Background

In Oceanus, commercial fishing is a major part of the local economy, and the activities of local fishing companies are often discussed in local news reports, especially when there is a major disruption or controversial issue. Lately, the news is filled with stories of companies who are willing to break the law and fish illegally.

FishEye International is an organization whose mission is to discover and stop illegal, unreported, and unregulated fishing. FishEye is an independent non-profit, but they share their findings with law enforcement when warranted. FishEye analysts collect open-source data, including news articles and public reports, and have recently started extracting embedded knowledge from these free text sources using several advanced language models. Knowledge from multiple sources is combined to form CatchNet: the Oceanus Knowledge Graph, which is used to search for evidence of possible illegal fishing activity. Analysts know that data may be biased so they review and edit extracted information before it is added to CatchNet. Data for this challenge includes both the extracted and analyst modified knowledge graph and the original source articles.

Recently, the commercial fishing community in Oceanus was rocked with scandal after SouthSeafood Express Corp was caught fishing illegally. The company’s leaders claim an innocent mistake, while others in the industry have suggested getting caught was overdue and is likely part of a larger pattern of suspect behavior. FishEye analysts are aware that a polarizing event like this is likely to attract biased perspectives. They are looking for your help to identify sources of bias in their data. They are having particular trouble determining whether bias comes from the source article, the algorithms used to extract the knowledge graph, or possibly somewhere else…

Tasks and Questions:

Your task is to develop visual analytics approaches that FishEye analysts can use to verify the facts included in their knowledge graph are representative of facts stated in the source text. Analysts should be able to compare consistency of the extracted knowledge with the source and identify and trace sources of bias in the data. Novel use of large language models (LLMs) as part of a visual analytics process is encouraged.

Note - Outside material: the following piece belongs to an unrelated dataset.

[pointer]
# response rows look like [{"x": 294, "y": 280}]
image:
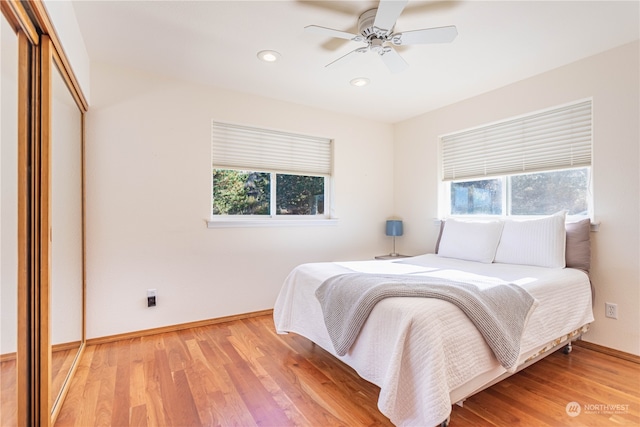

  1. Use novel visualizations and visual analytic workflows to examine the bias in each news source. Create visualizations to help FishEye analysts understand how bias in the original sources changes over time. You may use the knowledge graph extracts and may use a large language model to supplement your understanding.

  2. FishEye uses two LLM extraction algorithms: ShadGPT and BassLine. Develop visualizations to compare the bias of each algorithm. Though not required, you may develop your own LLM-based extraction and include it in the comparison.

  3. FishEye is also interested in understanding the reliability of their human analysts. Use visual analytics to examine potential analyst bias. Provide visual examples of the types of bias present.

  4. Identify unreliable actors: news sources, algorithms, or analysts. Use visualizations to provide evidence for your conclusions. Can you use the data provided and a visual analytics workflow to determine who else may be involved?

Note: the VAST challenge is focused on visual analytics and graphical figures should be included with your response to each question. Please include a reasonable number of figures for each question (no more than about 6) and keep written responses as brief as possible (around 250 words per question). Participants are encouraged to new visual representations rather than relying on traditional or existing approaches.

Reflection Questions

Download the Submission Form and the Data

VAST 2024 Submission Instructions

All VAST data is fully synthetic. Any resemblance to real people, places, or events is purely coincidental. Some elements of the 2024 VAST Challenge resemble data released for the 2023 VAST Challenge. Participants should not assume that there is any continuity and should not use any earlier or any external data for their submission. Mini-Challenge participants should only use data supplied for this mini-challenge in their submission. Data from other challenges should not be combined, except in the Grand Challenge.